Nowadays Keith Laumer doesn't really rank up there with "old-school sf writers you should know," unless he's in a list written by an sf writer of an older generation. It's sometimes interesting to read works by someone who was considered great by his peers, but of whom not much is said anymore. Is his latter-day obsolescence warranted, or is he unfairly underrated?

The Planet Wreckers ★★ | Aliens want to destroy the earth in a literal disaster movie, and one wrong-place-wrong-time hero is the only one who can stop them. Oh yeah, there's another character too, but she's out of action most of the time (I guess at least she's not a damsel?). Halfway amusing idea and fun, pulpy writing, but fairly forgettable.

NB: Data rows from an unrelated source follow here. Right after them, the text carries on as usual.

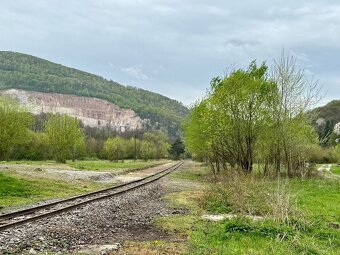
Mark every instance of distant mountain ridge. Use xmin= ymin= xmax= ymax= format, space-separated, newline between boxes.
xmin=0 ymin=51 xmax=189 ymax=137
xmin=0 ymin=89 xmax=148 ymax=132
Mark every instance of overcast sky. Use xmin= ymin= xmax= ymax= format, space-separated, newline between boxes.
xmin=0 ymin=0 xmax=340 ymax=105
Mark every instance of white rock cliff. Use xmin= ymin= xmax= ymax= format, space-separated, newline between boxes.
xmin=0 ymin=89 xmax=148 ymax=132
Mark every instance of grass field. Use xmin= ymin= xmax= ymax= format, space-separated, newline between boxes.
xmin=0 ymin=160 xmax=169 ymax=210
xmin=0 ymin=160 xmax=170 ymax=171
xmin=156 ymin=164 xmax=340 ymax=255
xmin=0 ymin=172 xmax=104 ymax=210
xmin=67 ymin=160 xmax=170 ymax=171
xmin=331 ymin=165 xmax=340 ymax=175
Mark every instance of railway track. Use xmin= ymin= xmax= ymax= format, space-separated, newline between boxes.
xmin=0 ymin=161 xmax=184 ymax=232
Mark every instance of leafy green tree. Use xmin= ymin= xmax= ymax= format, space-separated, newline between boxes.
xmin=143 ymin=131 xmax=170 ymax=159
xmin=45 ymin=114 xmax=84 ymax=163
xmin=140 ymin=141 xmax=157 ymax=160
xmin=104 ymin=137 xmax=126 ymax=162
xmin=0 ymin=96 xmax=32 ymax=160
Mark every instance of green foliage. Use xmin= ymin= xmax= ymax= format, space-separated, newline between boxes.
xmin=225 ymin=218 xmax=295 ymax=240
xmin=45 ymin=115 xmax=84 ymax=163
xmin=169 ymin=138 xmax=185 ymax=159
xmin=141 ymin=131 xmax=169 ymax=159
xmin=184 ymin=56 xmax=317 ymax=176
xmin=140 ymin=141 xmax=157 ymax=160
xmin=0 ymin=172 xmax=105 ymax=208
xmin=104 ymin=137 xmax=127 ymax=162
xmin=0 ymin=97 xmax=32 ymax=160
xmin=0 ymin=51 xmax=188 ymax=137
xmin=11 ymin=130 xmax=53 ymax=160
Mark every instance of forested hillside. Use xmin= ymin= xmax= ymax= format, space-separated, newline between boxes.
xmin=312 ymin=100 xmax=340 ymax=146
xmin=314 ymin=100 xmax=340 ymax=123
xmin=0 ymin=51 xmax=189 ymax=137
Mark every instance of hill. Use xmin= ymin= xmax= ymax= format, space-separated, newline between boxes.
xmin=0 ymin=51 xmax=189 ymax=137
xmin=313 ymin=100 xmax=340 ymax=123
xmin=312 ymin=100 xmax=340 ymax=146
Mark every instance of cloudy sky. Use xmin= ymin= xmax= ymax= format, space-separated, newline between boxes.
xmin=0 ymin=0 xmax=340 ymax=105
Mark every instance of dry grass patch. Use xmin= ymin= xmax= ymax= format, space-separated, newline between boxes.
xmin=110 ymin=241 xmax=186 ymax=255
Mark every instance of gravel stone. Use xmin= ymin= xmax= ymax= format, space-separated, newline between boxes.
xmin=0 ymin=178 xmax=181 ymax=254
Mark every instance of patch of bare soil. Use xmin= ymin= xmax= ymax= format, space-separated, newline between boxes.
xmin=0 ymin=175 xmax=186 ymax=254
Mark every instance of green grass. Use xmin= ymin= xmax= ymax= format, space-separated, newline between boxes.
xmin=0 ymin=172 xmax=103 ymax=209
xmin=66 ymin=160 xmax=169 ymax=171
xmin=289 ymin=179 xmax=340 ymax=223
xmin=156 ymin=161 xmax=340 ymax=255
xmin=331 ymin=165 xmax=340 ymax=175
xmin=0 ymin=160 xmax=170 ymax=171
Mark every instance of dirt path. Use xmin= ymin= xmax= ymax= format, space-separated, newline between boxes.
xmin=0 ymin=162 xmax=189 ymax=254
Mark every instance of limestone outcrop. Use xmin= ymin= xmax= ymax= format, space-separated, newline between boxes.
xmin=0 ymin=89 xmax=148 ymax=132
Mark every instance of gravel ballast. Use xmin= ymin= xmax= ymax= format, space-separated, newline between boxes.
xmin=0 ymin=178 xmax=179 ymax=254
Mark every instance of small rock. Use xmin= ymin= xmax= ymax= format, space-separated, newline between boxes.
xmin=29 ymin=248 xmax=38 ymax=254
xmin=329 ymin=222 xmax=340 ymax=229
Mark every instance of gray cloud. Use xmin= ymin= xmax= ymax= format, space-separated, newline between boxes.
xmin=0 ymin=0 xmax=340 ymax=105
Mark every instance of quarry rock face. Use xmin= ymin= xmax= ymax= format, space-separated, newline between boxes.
xmin=0 ymin=89 xmax=148 ymax=132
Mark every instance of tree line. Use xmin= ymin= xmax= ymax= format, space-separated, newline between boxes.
xmin=184 ymin=53 xmax=332 ymax=176
xmin=0 ymin=96 xmax=184 ymax=163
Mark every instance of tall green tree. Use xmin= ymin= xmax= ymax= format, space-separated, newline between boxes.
xmin=0 ymin=96 xmax=33 ymax=160
xmin=45 ymin=114 xmax=84 ymax=163
xmin=169 ymin=138 xmax=185 ymax=159
xmin=103 ymin=137 xmax=127 ymax=162
xmin=140 ymin=141 xmax=157 ymax=160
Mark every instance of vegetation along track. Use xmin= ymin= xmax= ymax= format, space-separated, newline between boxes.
xmin=0 ymin=161 xmax=183 ymax=231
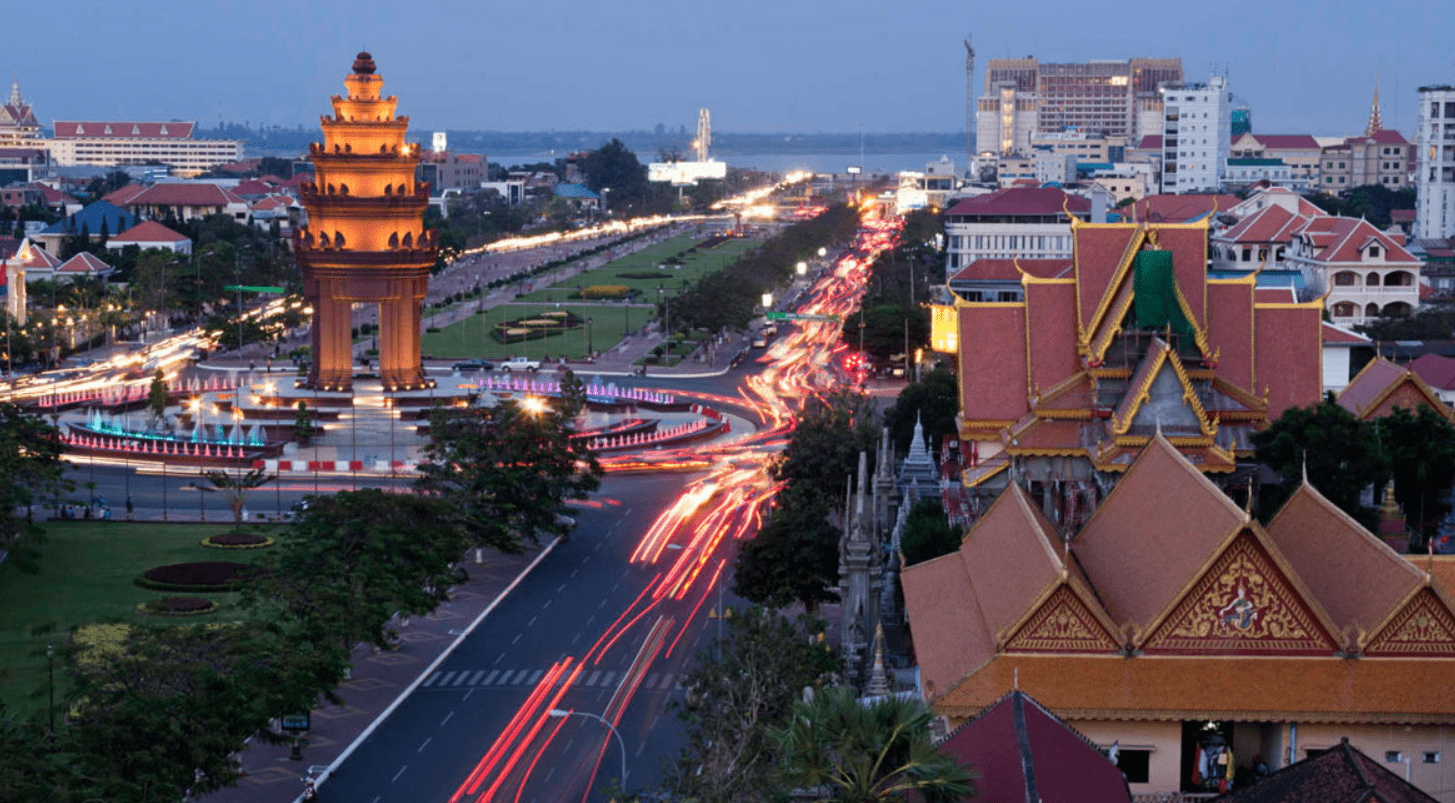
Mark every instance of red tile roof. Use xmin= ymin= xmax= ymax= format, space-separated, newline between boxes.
xmin=54 ymin=119 xmax=196 ymax=140
xmin=946 ymin=186 xmax=1091 ymax=215
xmin=940 ymin=691 xmax=1131 ymax=803
xmin=1267 ymin=482 xmax=1423 ymax=636
xmin=950 ymin=259 xmax=1071 ymax=282
xmin=1410 ymin=353 xmax=1455 ymax=390
xmin=109 ymin=220 xmax=188 ymax=243
xmin=128 ymin=182 xmax=246 ymax=207
xmin=1072 ymin=434 xmax=1245 ymax=627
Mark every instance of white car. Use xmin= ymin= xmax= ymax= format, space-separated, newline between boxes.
xmin=499 ymin=356 xmax=541 ymax=374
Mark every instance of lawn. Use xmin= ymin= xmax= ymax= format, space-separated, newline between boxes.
xmin=0 ymin=521 xmax=268 ymax=716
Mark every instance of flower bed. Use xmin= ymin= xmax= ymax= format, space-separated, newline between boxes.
xmin=137 ymin=596 xmax=217 ymax=617
xmin=135 ymin=560 xmax=252 ymax=591
xmin=202 ymin=532 xmax=274 ymax=550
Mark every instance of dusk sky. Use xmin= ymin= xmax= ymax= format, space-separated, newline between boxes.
xmin=11 ymin=0 xmax=1455 ymax=135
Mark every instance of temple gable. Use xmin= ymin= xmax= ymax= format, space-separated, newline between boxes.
xmin=1365 ymin=588 xmax=1455 ymax=658
xmin=1141 ymin=530 xmax=1339 ymax=655
xmin=1004 ymin=583 xmax=1117 ymax=653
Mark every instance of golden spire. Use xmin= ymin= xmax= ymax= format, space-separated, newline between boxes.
xmin=1365 ymin=73 xmax=1384 ymax=137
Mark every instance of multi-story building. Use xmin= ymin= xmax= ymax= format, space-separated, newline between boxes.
xmin=1414 ymin=84 xmax=1455 ymax=240
xmin=45 ymin=119 xmax=243 ymax=176
xmin=975 ymin=58 xmax=1183 ymax=154
xmin=1161 ymin=76 xmax=1232 ymax=193
xmin=1318 ymin=129 xmax=1411 ymax=193
xmin=1286 ymin=217 xmax=1423 ymax=326
xmin=1228 ymin=132 xmax=1324 ymax=189
xmin=944 ymin=188 xmax=1091 ymax=275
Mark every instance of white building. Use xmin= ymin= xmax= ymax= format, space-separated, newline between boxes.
xmin=1414 ymin=84 xmax=1455 ymax=240
xmin=1161 ymin=76 xmax=1232 ymax=195
xmin=45 ymin=119 xmax=243 ymax=176
xmin=944 ymin=188 xmax=1091 ymax=276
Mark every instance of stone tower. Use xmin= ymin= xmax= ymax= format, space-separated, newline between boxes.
xmin=294 ymin=52 xmax=438 ymax=391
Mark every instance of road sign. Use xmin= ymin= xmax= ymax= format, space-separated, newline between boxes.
xmin=764 ymin=313 xmax=838 ymax=321
xmin=223 ymin=285 xmax=288 ymax=294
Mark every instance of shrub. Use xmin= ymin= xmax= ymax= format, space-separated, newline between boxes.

The Body Builders ★★★ | In the future, lots of people store their organic bodies away and remotely control synthetic ones via radio. An interestingly Sixties take on the "Ghost in the Shell" concept, with no "mind uploading" techno-mysticism and (because the Sixties) a boxing plot. That said, it makes sense even in the modern day when boxing has declined significantly in popularity, just because the technology enables it. Good stuff, marred slightly by a ridiculously cliched ending scene.

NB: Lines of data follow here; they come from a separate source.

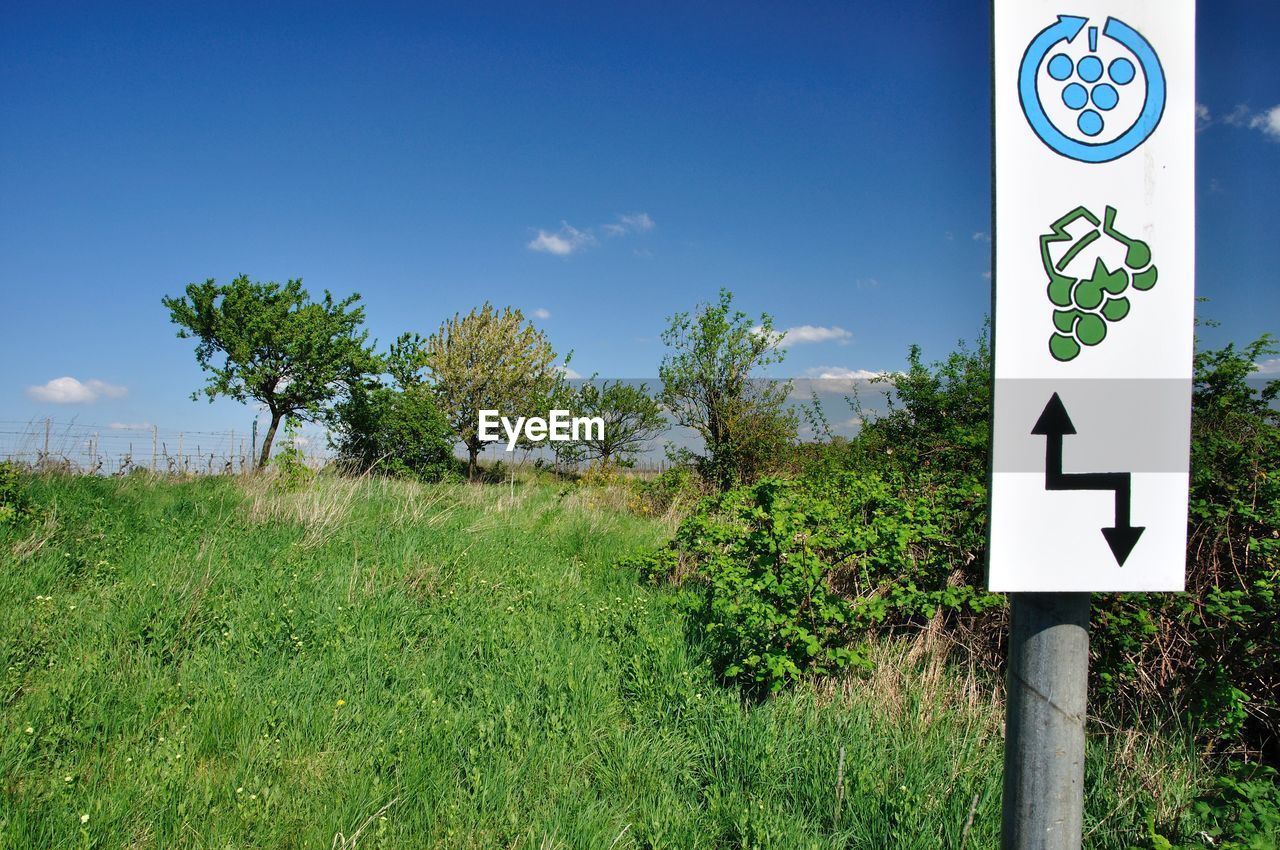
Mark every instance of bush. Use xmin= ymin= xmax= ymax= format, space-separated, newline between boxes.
xmin=641 ymin=326 xmax=1280 ymax=760
xmin=630 ymin=466 xmax=704 ymax=516
xmin=0 ymin=461 xmax=31 ymax=525
xmin=1093 ymin=337 xmax=1280 ymax=759
xmin=1147 ymin=760 xmax=1280 ymax=850
xmin=332 ymin=384 xmax=458 ymax=480
xmin=629 ymin=479 xmax=863 ymax=691
xmin=635 ymin=474 xmax=1004 ymax=691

Cocoon ★★★★ | A surprisingly dark and nihilistic tale, that starts out as what seems like an broad satire of Sixties suburban television culture. The disaster that befalls our cocooned hero and necessitates his escape from the facility is anachronistic Sixties silliness, but it's still effective.

The Lawgiver ★★ | A predictable overpopulation/abortion-debate thriller that is interesting mostly for its historical place just before Roe v. Wade and just after The Population Bomb. Needless to say, the future came out just a bit more nuanced than the story portrays.

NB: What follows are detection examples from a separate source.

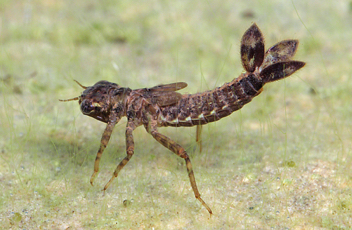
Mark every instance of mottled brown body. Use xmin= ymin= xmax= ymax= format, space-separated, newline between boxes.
xmin=62 ymin=24 xmax=305 ymax=214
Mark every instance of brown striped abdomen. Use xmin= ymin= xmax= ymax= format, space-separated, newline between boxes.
xmin=158 ymin=74 xmax=263 ymax=126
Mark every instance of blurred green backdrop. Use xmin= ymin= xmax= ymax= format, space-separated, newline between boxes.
xmin=0 ymin=0 xmax=352 ymax=229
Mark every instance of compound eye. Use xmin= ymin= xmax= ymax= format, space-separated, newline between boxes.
xmin=81 ymin=100 xmax=94 ymax=114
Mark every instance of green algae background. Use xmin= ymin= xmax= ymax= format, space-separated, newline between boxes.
xmin=0 ymin=0 xmax=352 ymax=229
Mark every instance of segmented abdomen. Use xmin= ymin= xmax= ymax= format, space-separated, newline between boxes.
xmin=159 ymin=74 xmax=263 ymax=126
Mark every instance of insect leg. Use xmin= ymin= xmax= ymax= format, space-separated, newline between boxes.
xmin=196 ymin=125 xmax=203 ymax=153
xmin=147 ymin=124 xmax=213 ymax=214
xmin=90 ymin=119 xmax=118 ymax=185
xmin=104 ymin=121 xmax=136 ymax=191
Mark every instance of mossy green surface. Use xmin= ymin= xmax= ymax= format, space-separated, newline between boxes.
xmin=0 ymin=0 xmax=352 ymax=229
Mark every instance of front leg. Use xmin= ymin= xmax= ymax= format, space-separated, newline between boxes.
xmin=90 ymin=118 xmax=119 ymax=185
xmin=104 ymin=120 xmax=136 ymax=191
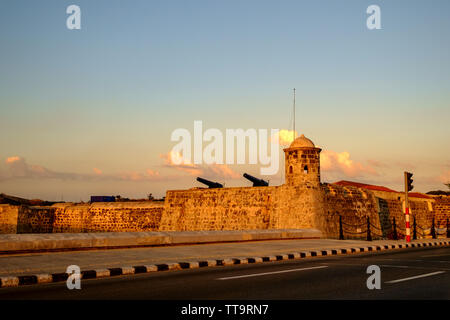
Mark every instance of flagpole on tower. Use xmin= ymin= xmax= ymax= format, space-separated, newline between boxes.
xmin=292 ymin=88 xmax=296 ymax=141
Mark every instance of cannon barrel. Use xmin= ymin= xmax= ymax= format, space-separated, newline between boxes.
xmin=197 ymin=177 xmax=223 ymax=188
xmin=244 ymin=173 xmax=269 ymax=187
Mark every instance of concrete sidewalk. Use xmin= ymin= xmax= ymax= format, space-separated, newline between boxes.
xmin=0 ymin=229 xmax=322 ymax=254
xmin=0 ymin=239 xmax=448 ymax=277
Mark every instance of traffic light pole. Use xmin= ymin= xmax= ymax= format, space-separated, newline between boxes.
xmin=405 ymin=172 xmax=411 ymax=242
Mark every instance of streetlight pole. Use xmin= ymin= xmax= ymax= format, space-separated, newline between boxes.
xmin=405 ymin=171 xmax=411 ymax=242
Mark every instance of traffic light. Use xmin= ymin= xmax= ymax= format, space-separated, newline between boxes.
xmin=406 ymin=172 xmax=414 ymax=192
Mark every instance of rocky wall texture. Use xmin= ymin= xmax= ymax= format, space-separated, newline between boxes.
xmin=160 ymin=186 xmax=317 ymax=231
xmin=319 ymin=184 xmax=382 ymax=239
xmin=53 ymin=202 xmax=164 ymax=232
xmin=17 ymin=206 xmax=55 ymax=233
xmin=0 ymin=204 xmax=19 ymax=233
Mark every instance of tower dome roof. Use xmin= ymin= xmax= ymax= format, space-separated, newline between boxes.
xmin=289 ymin=134 xmax=316 ymax=148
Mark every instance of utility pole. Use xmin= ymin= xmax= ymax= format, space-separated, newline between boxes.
xmin=292 ymin=88 xmax=295 ymax=141
xmin=404 ymin=171 xmax=414 ymax=242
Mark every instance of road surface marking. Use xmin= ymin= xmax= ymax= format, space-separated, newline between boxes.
xmin=385 ymin=271 xmax=445 ymax=283
xmin=216 ymin=266 xmax=328 ymax=280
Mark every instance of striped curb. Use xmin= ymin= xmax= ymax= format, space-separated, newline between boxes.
xmin=0 ymin=240 xmax=450 ymax=288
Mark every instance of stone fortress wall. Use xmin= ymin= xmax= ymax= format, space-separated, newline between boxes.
xmin=0 ymin=136 xmax=450 ymax=238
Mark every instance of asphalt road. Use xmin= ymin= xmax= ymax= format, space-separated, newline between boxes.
xmin=0 ymin=248 xmax=450 ymax=300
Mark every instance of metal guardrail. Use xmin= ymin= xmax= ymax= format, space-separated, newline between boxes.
xmin=339 ymin=215 xmax=450 ymax=241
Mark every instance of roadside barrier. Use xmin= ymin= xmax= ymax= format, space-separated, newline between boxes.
xmin=339 ymin=215 xmax=450 ymax=241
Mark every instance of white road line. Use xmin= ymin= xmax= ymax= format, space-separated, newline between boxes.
xmin=216 ymin=266 xmax=328 ymax=280
xmin=385 ymin=271 xmax=445 ymax=283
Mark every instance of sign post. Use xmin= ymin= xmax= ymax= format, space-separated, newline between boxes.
xmin=405 ymin=171 xmax=413 ymax=242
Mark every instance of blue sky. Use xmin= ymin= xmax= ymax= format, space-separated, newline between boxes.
xmin=0 ymin=0 xmax=450 ymax=200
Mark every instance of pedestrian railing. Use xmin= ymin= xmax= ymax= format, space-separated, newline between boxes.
xmin=339 ymin=215 xmax=450 ymax=241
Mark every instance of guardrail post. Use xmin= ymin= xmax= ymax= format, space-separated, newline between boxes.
xmin=431 ymin=217 xmax=436 ymax=239
xmin=392 ymin=217 xmax=398 ymax=240
xmin=447 ymin=218 xmax=450 ymax=238
xmin=339 ymin=216 xmax=344 ymax=240
xmin=367 ymin=217 xmax=372 ymax=241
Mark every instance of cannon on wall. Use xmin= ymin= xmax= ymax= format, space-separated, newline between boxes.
xmin=244 ymin=173 xmax=269 ymax=187
xmin=197 ymin=177 xmax=223 ymax=188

Thunderhead ★★½ | A Navy outpost lieutenant finally receives orders for a mission, twenty years after he assumed he was forgotten. Good in spots, but overlong and some of the dialogue (the kid, the commodore, the aliens) was just ridiculous, like low-grade Twilight Zone stereotypes.

Hybrid ★½ | Interesting idea but barely a plot and the narration for the tree was ponderous (even for a giant tree).

Doorstep ★★ | A glory-crazed military commander mucks up a first-contact scenario. You get the sense that Laumer had some personal experience with arrogant upwardly-mobile senior officers during his time in the military... The actual story is fairly predictable, meanwhile.

A Relic of War ★★★½ | The people of a backwater colony confront the military history of their giant rusted battle robot "mascot." Possibly the best-crafted story in the collection in terms of length-to-plot-to-characterization ratio. "Cocoon" edges it out slightly because of the dramatic tonal shift and nihilistic punch.

OVERALL : ★★½, rounded down to ★★. There are some good stories in here (I recommend "Cocoon," "A Relic of War," and to a lesser extent "The Body Builders") but as a collection, especially a "Best of" collection, I don't recommend it.